Where I live isn’t excellent in every way – as was the garden where Eve first lived. (Genesis 1:31) I live in the aftermath of their free choice. But, it’s way more pleasant than what Eve encountered when she and her husband were driven from the Garden.  In fact, I enjoy many of its fruits; I am grateful for its bounty. But, too often I can be as complacent as Eve was, not stretching, as she might have, for the fruit from the tree of life. (Genesis 2:9) And so when I hear the question, “Did God say  . . . ?” I can slide into doubt if God really said what He said. If He didn’t, then maybe I can be in charge and do what pleases me?

At the root of my doubt is disobedience – mine or someone else’s. I will not do what I should do, and I embrace what I should not. Or, I stumble into doubt because another Christian sinned. The thought, “God can’t be real if He let’s this go on,” flits by, and sometimes I invite it in for a chat, plunging myself into dark waters. 

Though presented with a powerful deception, could not Eve have asked Adam about challenge, or, God? My question goes beyond what Scripture teaches – but it is a life line in the watery darkness of doubts. But, I must look away from the temptation and search for God. Longing to enjoy pleasure, and to be wise, I am so like Eve, unless I look beyond my sin, or the sin of someone else. And when all I can see is failure – it’s hard!

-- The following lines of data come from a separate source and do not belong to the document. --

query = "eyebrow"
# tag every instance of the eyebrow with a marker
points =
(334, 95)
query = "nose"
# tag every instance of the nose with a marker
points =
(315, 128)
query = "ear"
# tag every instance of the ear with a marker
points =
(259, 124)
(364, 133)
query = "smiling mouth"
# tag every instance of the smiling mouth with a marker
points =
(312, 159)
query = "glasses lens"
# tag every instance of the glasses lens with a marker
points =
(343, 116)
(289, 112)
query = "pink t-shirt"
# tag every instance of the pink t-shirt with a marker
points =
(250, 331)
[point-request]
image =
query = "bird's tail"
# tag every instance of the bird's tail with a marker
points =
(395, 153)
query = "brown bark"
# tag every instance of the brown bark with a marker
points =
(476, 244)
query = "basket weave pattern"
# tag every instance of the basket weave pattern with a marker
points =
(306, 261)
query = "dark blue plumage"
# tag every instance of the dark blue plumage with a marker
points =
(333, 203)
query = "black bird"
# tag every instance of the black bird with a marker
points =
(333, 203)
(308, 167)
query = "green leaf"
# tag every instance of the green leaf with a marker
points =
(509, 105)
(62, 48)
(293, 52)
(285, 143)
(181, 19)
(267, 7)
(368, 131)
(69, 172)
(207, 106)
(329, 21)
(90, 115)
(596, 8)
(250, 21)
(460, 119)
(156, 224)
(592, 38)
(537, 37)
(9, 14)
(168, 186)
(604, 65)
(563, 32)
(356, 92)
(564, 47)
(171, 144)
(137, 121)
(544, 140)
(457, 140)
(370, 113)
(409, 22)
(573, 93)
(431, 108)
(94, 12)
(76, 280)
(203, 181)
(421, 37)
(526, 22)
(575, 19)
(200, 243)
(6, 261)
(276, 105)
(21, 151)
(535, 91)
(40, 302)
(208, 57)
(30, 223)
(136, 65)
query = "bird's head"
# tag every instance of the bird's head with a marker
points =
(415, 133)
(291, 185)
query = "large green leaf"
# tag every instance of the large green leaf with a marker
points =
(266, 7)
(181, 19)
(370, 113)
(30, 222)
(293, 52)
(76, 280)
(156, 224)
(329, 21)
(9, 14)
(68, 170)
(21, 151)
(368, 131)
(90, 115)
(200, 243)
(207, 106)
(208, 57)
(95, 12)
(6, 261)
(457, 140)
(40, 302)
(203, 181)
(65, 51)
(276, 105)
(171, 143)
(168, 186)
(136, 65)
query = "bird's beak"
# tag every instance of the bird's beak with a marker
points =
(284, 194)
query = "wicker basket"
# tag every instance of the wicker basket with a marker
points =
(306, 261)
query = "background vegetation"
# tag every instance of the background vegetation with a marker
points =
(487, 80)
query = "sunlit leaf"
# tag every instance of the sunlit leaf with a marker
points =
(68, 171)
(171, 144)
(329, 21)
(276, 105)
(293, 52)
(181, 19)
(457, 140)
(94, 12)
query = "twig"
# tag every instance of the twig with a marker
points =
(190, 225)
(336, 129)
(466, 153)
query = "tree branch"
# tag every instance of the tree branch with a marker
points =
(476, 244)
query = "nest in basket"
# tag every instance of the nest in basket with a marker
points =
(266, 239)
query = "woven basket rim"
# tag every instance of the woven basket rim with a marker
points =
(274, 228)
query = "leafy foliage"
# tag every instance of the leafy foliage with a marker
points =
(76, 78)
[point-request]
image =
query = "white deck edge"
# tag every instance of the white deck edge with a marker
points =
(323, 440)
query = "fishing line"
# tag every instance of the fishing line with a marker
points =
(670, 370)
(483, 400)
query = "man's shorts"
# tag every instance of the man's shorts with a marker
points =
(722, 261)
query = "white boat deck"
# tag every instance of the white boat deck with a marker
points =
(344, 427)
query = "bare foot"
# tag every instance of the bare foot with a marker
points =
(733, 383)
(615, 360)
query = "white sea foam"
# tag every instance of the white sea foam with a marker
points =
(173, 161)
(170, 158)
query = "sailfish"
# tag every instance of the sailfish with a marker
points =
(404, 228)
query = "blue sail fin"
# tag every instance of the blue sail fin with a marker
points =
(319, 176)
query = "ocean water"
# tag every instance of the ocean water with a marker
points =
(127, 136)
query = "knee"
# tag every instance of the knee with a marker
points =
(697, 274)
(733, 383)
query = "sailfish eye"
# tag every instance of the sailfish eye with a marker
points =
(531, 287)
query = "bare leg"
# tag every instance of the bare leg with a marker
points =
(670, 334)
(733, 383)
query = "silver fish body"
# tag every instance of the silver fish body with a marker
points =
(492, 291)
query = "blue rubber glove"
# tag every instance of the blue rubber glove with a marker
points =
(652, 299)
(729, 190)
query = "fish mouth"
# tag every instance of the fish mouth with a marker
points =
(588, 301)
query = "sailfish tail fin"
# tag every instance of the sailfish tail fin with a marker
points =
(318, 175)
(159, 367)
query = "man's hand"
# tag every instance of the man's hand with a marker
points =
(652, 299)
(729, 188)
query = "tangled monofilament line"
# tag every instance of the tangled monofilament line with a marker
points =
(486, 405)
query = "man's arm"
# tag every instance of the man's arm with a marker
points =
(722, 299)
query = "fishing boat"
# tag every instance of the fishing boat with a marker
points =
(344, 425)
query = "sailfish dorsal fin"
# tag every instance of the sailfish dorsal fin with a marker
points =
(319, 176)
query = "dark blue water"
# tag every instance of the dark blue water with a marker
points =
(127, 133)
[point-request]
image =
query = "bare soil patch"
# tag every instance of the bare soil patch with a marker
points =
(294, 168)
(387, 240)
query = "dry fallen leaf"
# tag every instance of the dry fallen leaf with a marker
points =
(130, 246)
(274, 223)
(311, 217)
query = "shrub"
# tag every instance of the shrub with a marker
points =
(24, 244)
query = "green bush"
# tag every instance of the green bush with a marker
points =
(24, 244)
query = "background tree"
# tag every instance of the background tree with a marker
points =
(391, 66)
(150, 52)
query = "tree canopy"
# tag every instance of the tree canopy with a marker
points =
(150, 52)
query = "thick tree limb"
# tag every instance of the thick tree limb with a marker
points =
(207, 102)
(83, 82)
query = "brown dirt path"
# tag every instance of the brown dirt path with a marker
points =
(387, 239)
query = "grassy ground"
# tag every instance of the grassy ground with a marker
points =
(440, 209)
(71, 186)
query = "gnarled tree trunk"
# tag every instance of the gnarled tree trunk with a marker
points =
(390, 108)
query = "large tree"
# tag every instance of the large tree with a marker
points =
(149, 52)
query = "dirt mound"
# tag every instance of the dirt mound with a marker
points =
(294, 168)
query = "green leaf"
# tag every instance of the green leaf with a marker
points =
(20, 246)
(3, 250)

The tree of life was not hidden from Eve and Adam – nor, is it hidden from me because of the Scriptures.
    Wisdom . . . a tree of life to those who take hold of her,
    And happy are all who hold her fast.
(Proverbs 3:18) 
Christ is not hiding from me. He is as close as I permit; like Peter, though,  I can’t always handle the closeness.   . . .  "Master, leave. I'm a sinner and can't handle this holiness. Leave me to myself." (Luke 5:8   THE MESSAGE ) And left to myself, I am hopeless! (Romans 7:24) Fortunately Christ never left Peter, nor forsook him, and so I have hope. (Romans 7:25- 8: 39)  
    God, God, save me! I'm in over my head,
    Quicksand under me, swamp water over me; I'm going down for the third time.
    I'm hoarse from calling for help, Bleary-eyed from searching the sky for God.

    (Psalm 69:1-3 from THE MESSAGE )
My hope: 
I'm not saying that I have this all together, that I have it made. But I am well on my way, reaching out for Christ, who has so wondrously reached out for me. (Philipian 3:12 from THE MESSAGE )


Now, let me get on with the laundry.